Aïssata Tall Sall : «Si Senghor a quitté l’Ups pour fonder le Bds, c’était pour des valeurs et principes»
En 2016, l’incompatibilité d’humeur entre les deux camps était déjà actée avec la décision du Bureau politique du 5 mars de la même année. Les uns avaient dit «oui» au référendum et à la poursuite du compagnonnage avec Bby, tandis que les autres avaient choisi le «non» et de descendre de la ligne politique du parti. Toujours sur fond d’un héritage revendiqué. Disputé. Lors d’un meeting de la deuxième Coordination Ps de la Médina et de l’Union départementale de Dakar, c’est Aïssata Tall Sall, invitée de cette manifestation, qui avertissait : «Le Parti socialiste a retrouvé son histoire. L’heure de vérité a sonné. On ira à la reconquête du pouvoir parce que c’est notre histoire et le Sénégal a besoin de cela. Comment voulez-vous qu’on vendange cette histoire pour des postes ? Si Senghor a quitté, en 1948, l’Union progressiste sénégalaise (Ups) pour fonder le Bloc démocratique sénégalais (Bds), c’était pour des valeurs et principes, car le père de la Nation ne se retrouvait plus au sein de son ancienne formation politique.» Avait-elle repris le discours de Khalifa Sall, quelques mois plus tôt, lors d’un meeting à Grand Yoff ?
Khalifa Sall : «Nous sommes les vrais héritiers de Senghor qui n’a jamais renié à ses principes ni renoncé à ses ambitions»
Voici ce que le chargé de la Vie politique du Ps disait : «Il n’est pas dans l’esprit de Tanor de vendanger le Parti socialiste. Il n’est pas dans les intentions de Tanor d’hypothéquer le parti non plus.» Naïveté ou subtilité politique ? Une négation… affirmative ! Entre-temps, l’affaire du 5 mars est passée avec des arrestations de responsables pro-Khalifa Sall dont Bamba Fall qui fera quelques mois de prison.

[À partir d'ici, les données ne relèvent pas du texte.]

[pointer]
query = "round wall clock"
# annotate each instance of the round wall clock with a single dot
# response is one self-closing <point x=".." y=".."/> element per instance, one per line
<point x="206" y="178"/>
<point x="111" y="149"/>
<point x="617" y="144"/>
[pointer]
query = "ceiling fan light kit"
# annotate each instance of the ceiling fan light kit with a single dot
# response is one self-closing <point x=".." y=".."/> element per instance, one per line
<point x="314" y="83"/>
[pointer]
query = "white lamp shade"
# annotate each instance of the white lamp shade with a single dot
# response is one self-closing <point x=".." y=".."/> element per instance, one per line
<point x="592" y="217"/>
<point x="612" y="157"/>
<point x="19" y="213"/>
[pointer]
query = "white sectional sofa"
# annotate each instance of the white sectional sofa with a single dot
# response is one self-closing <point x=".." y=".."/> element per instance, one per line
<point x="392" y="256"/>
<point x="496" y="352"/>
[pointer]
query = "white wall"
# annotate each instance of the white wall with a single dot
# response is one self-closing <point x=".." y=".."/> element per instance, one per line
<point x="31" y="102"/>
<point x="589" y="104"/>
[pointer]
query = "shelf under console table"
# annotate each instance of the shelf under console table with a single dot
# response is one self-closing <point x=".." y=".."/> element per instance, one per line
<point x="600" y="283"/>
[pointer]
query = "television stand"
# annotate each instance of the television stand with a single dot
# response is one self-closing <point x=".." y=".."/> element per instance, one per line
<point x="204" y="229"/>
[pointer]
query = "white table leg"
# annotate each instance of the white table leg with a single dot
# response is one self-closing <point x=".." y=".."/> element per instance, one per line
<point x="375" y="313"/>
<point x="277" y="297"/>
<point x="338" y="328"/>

La tension monte et surtout à la veille d’élections législatives déterminantes pour les deux camps. Et puis vint la grosse affaire : La gestion de la caisse d’avance de la mairie de Dakar. Khalifa Sall sent l’odeur de la prison et hausse le ton. A Louga en février 2016, il insiste dans L’Observateur : «Nous sommes les vrais héritiers de Senghor qui n’a jamais renié à ses principes ni renoncé à ses ambitions. Nous avons engagé ce combat pour sauvegarder l’héritage du Parti socialiste qui ne doit être à la remorque d’aucune formation politique. Il ne sera pas non plus un parti qui joue les seconds rôles dans une alliance.» Il ne le nomme pas, mais c’est une autre pique contre Tanor.

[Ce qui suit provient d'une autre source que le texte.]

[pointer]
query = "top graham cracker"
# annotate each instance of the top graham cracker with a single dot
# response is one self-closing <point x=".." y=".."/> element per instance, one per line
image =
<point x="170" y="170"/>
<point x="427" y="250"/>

Tanor : «Senghor nous a légué un esprit d’organisation et
de méthode»
Et le secrétaire général du Ps est convaincu, lui, que les «valeurs» prônées par l’enfant de Joal sont restées intactes. A ceux qui parlaient de «crise», il l’a toujours niée. Lors d’une visite au Musée Léopold Sédar Senghor, lui aussi rappelle sa «Senghorité». «Certains n’arrêtent pas de penser que notre parti a perdu ses valeurs. Ce n’est pas du tout le cas. Ce qui existe au sein de cette formation politique est un débat politique et politicien. On n’y peut rien. Le Ps est attaché aux valeurs de justice, d’égalité et de générosité. Cela ne nous empêche pas de demeurer ce que nous sommes, malgré les vicissitudes et les difficultés du combat que nous menons. Le Président-poète avait un esprit d’organisation et de méthode. C’est l’héritage qu’il a légué à la jeune génération que nous sommes. S’il n’y a pas d’organisation et de méthode dans ce que nous faisons, il y aura beaucoup d’agitations et moins de résultats probants…», avait-il déclaré. Au fond, il ne reste de cet héritage que les querelles intestines qui ont miné ce parti historique. Et dans quelques semaines, l’on pourrait parler de deux Partis socialistes. Une sorte de deux And-jëf qui pourraient atterrir devant les tribunaux.